Quel est l’impact de la politique en matière d’urbanisme et de la transformation de l’espace public en faveur des piétons sur l’assentiment des Parisiens à partager harmonieusement le lieu de vie?

La ville est un espace politique par excellence : c’est là où concrètement la vie collective et publique s’élabore. Cela implique un va-et-vient constant entre une vision du vivre-ensemble et des intérêts, des modes de vie, des usages divers, parfois concurrentiels et difficilement conciliables. Cela apparait nettement quand il s’agit de piétonniser des espaces de circulation automobile.
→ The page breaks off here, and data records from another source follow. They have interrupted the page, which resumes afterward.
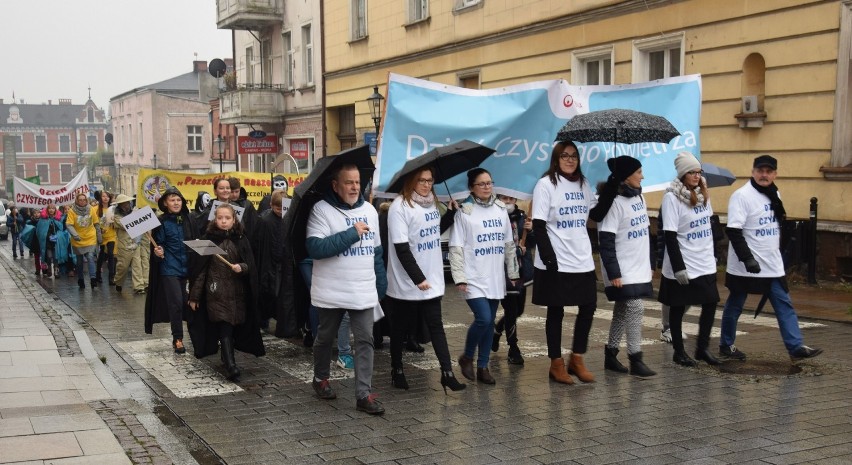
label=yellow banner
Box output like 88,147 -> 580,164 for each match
136,168 -> 307,211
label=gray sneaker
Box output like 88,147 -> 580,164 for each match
719,345 -> 745,360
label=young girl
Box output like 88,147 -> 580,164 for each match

Au cours de ces transformations, les paradoxes auxquels font face les villes se cristallisent et des tensions se font jour. Le rôle des politiques est alors de trancher, en cohérence avec le projet et en veillant à accompagner les changements.
D’autres fois, la transformation implique davantage les Parisiens. Cela a été le cas de la rénovation de la Place de la République à laquelle tous les conseils de quartier concernés ont été associés. Cet espace est devenu une vraie place publique où toutes sortes de gens participent à toutes sortes d’activités, permettant des usages et des appropriations variés : jeux, loisir, repos, débats et manifestations, etc. Ces nouveaux espaces participent-ils à un meilleur vivre ensemble? En tout cas, il ne fait aucun doute que les Parisiens (et pas seulement eux) s’en saisissent massivement.